Ketika Rasulullah ke Madinah, masyarakat menyambut dengan baik setelah mendengar informasi tentang Islam. Nabi diberi wewenang untuk memimpin Madinah setelah melalui pembai'atan dari masyarakat Madinah yang terdiri dari Kaum Muhajirin, Kaum Anshar, Kaum Yahudi (Bani Qainuqa’, Nadhir, Qurayzhah), dan Orang-orang musyrik. Nabi membuat Piagam Madinah, yaitu kesepakatan hidup berdampingan secara damai antara berbagai kelompok.
Setelah masa kenabian, estafet kepemimpinan dan dakwah diemban oleh para Khulafaur Rasyidin yaitu Abu Bakar Asshiddiq, Umar Bin Khattab, Usman bin Affan dan Ali bin Abi Tholib. Kemudian kepemimpinan beralih ditangan dinasti Umayyah dan dinasti Islam seterusnya hingga berakhir pada dinasti di Turki Utsmani. Islam mengelola wilayah luas yang penuh keberagaman: Ada umat Nasrani, Yahudi, Zoroaster (Majusi), dan lain-lain. Ada berbagai etnis: Arab, Persia, Afrika, Turki, India, dll. Non-Muslim (dzimmi) mendapat perlindungan hak hidup, harta, ibadah, dan tempat tinggal, dengan kewajiban membayar jizyah. Mereka tidak dipaksa masuk Islam, tapi tidak boleh menyebarkan agama mereka ke umat Islam. Inilah konsep yang ditanamkan ketika kekuasaan Islam memimpin tanpa konflik agama. Bagimu agamamu dan bagiku agamaku adalah toleransi yang sesungguhnya tanpa merusak akidah agama lain.

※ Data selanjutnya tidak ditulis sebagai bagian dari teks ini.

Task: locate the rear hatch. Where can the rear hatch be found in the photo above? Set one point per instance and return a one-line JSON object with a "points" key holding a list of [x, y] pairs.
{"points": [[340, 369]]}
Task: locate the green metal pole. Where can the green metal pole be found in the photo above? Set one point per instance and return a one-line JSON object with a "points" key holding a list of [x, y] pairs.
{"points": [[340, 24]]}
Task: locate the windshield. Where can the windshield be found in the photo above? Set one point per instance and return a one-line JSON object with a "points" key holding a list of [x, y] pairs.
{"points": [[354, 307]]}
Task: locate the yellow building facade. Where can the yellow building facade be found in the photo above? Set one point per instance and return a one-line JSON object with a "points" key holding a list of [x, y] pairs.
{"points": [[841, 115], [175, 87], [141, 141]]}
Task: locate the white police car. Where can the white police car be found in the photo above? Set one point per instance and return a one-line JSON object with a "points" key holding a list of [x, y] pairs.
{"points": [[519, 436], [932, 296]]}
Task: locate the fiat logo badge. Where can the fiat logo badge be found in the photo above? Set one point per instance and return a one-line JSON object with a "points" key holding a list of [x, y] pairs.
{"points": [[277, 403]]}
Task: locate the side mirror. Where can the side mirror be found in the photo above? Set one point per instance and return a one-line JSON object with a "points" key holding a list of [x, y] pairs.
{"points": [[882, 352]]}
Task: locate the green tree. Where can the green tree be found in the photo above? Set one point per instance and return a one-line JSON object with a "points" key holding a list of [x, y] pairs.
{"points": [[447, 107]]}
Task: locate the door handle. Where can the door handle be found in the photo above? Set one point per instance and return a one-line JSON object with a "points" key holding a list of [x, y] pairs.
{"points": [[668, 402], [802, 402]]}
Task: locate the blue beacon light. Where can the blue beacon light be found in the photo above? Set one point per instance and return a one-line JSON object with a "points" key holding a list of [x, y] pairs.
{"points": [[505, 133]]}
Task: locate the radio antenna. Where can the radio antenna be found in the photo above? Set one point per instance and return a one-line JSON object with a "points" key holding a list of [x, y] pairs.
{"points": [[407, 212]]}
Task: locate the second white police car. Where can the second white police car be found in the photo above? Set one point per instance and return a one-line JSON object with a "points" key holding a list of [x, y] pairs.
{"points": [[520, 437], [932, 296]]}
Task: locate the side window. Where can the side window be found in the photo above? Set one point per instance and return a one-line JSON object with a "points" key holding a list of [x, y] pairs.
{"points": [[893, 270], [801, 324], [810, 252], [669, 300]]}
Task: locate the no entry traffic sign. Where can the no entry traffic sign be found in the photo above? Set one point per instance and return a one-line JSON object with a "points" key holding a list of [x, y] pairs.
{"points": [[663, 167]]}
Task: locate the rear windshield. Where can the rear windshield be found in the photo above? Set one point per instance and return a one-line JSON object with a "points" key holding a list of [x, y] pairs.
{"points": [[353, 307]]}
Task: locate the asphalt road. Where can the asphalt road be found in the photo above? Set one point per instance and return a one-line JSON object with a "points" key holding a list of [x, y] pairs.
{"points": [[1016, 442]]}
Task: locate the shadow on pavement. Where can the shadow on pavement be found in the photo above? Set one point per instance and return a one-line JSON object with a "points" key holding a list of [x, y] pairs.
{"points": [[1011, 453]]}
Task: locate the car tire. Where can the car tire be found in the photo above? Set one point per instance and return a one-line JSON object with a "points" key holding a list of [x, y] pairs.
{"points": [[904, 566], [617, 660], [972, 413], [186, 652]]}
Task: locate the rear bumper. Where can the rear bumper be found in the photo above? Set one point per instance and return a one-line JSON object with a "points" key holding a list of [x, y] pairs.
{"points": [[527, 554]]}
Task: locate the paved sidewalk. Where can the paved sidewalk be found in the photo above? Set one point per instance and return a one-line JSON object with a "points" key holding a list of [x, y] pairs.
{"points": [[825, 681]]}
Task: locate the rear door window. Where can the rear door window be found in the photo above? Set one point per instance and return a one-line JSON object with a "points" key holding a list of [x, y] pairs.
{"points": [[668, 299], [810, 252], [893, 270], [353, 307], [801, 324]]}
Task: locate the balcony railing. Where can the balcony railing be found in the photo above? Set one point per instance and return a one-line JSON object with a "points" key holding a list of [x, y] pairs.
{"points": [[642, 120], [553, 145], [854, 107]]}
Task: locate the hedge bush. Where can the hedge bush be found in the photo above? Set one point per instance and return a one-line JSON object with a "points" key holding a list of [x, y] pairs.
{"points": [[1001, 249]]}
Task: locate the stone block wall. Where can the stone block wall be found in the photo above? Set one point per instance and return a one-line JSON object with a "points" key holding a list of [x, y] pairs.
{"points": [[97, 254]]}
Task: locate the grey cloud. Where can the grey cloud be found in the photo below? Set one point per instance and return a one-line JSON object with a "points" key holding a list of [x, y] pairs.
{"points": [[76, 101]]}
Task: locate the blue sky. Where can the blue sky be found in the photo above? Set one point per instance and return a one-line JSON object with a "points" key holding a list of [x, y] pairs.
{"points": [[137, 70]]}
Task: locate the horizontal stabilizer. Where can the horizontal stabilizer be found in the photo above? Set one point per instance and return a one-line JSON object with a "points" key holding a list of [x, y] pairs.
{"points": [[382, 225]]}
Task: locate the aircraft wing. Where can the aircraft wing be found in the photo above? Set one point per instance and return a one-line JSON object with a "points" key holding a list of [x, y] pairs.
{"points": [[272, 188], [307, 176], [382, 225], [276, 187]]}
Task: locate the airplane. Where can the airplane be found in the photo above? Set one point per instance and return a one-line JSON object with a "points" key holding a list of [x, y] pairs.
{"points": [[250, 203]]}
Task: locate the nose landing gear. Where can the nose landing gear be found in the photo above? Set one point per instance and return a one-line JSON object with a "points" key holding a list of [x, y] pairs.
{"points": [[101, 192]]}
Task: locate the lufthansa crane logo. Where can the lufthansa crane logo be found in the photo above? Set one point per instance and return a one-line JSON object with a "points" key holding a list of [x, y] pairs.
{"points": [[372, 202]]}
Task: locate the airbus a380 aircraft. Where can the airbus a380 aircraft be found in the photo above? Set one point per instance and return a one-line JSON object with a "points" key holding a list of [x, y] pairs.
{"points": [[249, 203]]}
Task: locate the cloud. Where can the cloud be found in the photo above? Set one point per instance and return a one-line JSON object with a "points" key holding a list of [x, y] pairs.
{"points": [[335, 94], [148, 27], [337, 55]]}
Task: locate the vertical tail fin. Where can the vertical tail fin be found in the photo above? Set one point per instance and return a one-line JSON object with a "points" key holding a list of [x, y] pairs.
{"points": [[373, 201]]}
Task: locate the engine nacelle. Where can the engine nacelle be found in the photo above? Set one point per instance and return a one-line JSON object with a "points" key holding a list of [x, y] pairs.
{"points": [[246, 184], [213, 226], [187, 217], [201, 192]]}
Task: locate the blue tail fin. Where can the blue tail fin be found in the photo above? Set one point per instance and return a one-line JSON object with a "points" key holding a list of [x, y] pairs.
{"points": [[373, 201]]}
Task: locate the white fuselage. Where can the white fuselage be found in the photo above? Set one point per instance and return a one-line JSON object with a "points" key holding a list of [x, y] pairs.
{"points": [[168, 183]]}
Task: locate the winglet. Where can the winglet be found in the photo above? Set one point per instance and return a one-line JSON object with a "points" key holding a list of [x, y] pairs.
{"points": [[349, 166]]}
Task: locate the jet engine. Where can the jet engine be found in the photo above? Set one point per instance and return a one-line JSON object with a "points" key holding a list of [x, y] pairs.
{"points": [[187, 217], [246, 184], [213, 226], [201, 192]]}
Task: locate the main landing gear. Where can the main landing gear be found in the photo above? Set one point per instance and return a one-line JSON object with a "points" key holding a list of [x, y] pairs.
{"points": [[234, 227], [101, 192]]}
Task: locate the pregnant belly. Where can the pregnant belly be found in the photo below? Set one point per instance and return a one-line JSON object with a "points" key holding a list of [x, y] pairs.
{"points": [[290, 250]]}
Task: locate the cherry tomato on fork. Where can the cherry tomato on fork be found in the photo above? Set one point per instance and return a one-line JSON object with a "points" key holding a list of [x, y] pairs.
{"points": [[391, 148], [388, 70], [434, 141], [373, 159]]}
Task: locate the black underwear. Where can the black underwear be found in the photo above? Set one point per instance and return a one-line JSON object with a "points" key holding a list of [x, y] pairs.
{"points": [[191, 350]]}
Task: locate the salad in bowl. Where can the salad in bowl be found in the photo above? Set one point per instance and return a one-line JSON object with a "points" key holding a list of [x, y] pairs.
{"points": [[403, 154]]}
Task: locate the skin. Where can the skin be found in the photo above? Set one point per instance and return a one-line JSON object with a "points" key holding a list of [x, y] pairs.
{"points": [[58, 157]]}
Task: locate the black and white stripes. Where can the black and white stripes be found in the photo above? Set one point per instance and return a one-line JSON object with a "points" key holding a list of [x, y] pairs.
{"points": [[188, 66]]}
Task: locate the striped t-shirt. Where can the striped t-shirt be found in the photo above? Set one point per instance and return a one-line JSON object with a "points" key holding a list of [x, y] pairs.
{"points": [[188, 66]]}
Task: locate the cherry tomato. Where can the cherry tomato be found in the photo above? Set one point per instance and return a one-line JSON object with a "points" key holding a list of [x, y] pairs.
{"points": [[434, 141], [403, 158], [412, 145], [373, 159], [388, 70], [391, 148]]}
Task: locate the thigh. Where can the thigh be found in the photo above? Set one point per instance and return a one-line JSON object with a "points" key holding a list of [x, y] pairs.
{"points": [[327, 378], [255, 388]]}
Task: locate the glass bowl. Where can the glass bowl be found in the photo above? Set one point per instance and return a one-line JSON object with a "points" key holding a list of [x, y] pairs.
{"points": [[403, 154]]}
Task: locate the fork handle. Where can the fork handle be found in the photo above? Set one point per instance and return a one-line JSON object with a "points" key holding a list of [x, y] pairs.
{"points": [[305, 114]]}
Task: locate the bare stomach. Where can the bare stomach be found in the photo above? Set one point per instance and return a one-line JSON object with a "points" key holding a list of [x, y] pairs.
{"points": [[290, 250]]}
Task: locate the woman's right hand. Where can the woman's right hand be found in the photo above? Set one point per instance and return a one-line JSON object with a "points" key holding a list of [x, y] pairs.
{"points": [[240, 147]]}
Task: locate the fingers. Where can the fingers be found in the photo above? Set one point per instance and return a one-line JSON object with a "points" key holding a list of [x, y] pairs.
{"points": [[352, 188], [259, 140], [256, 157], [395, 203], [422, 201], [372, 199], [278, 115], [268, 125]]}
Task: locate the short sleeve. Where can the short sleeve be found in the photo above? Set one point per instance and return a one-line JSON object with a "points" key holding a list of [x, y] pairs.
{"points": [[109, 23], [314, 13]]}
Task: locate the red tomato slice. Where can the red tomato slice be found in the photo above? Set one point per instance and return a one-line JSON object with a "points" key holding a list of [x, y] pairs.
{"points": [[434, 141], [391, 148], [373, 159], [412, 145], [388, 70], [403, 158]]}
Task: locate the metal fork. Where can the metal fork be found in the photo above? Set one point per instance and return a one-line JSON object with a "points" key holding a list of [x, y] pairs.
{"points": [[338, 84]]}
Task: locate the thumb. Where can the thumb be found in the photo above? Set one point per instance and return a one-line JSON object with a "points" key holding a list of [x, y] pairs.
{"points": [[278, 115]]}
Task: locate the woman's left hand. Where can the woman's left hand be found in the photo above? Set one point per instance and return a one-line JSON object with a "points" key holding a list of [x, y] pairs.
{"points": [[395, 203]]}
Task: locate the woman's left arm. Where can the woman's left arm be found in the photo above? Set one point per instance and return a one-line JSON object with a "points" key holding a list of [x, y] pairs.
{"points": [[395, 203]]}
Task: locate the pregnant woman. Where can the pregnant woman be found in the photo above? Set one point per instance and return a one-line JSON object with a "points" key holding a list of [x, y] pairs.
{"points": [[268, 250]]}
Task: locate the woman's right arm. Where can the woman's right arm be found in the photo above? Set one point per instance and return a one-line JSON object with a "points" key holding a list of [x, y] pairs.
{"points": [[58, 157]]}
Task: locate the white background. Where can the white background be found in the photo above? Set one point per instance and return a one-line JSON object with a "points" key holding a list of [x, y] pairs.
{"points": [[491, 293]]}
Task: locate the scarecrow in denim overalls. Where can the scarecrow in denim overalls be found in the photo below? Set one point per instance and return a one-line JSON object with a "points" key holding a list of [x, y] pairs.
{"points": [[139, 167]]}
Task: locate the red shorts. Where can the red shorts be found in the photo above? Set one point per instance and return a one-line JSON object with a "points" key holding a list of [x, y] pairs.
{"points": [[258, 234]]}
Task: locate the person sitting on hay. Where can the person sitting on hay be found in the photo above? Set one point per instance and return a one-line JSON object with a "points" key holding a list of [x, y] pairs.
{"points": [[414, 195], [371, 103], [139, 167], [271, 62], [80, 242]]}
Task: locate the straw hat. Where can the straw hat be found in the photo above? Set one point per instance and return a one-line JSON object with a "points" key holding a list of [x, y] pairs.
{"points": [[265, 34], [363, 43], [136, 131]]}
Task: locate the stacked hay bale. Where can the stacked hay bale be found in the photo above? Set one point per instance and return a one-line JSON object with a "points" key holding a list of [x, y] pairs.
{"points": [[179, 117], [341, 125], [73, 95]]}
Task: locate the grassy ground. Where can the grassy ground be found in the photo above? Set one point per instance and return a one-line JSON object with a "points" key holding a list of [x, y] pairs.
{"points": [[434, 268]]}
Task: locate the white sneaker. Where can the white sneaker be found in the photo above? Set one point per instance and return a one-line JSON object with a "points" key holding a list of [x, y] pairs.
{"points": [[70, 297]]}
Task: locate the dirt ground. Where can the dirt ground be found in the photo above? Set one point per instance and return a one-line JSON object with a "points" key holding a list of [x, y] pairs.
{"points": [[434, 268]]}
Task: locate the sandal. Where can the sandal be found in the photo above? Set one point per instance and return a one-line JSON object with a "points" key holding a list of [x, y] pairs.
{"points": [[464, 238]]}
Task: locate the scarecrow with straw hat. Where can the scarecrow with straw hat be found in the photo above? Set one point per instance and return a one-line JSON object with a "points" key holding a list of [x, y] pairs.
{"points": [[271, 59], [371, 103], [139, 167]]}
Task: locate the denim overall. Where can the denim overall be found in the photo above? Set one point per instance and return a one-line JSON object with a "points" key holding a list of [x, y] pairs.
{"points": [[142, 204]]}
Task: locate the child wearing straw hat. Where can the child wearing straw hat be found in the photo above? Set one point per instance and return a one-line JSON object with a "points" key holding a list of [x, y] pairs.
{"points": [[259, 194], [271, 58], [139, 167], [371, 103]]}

Perpindahan IKN saja sudah menimbulkan pro dan kontra dengan skema pembiayaannya. Belum lagi dampak sosial, pembelian lahan yang menimbulkan sengketa. Maka tidak seharusnya menambah persoalan dengan membangun rumah ibadah berikut bangunan lintas agama yang menjadi pusat kompromi. Sudah seharusnya umat paham tentang agamanya tanpa perlu melibatkan pemeluk lain untuk berkompromi atas nama toleransi.
Menjelang Ramadhan idealnya umat diarahkan untuk menyambutnya dengan bekal keimanan agar ramadhan tidak datang dan pergi tanpa makna. Jangan menodai akidah umat dengan toleransi dari sudut pandang agama lain apalagi mengikis akidah mereka atas nama moderasi beragama.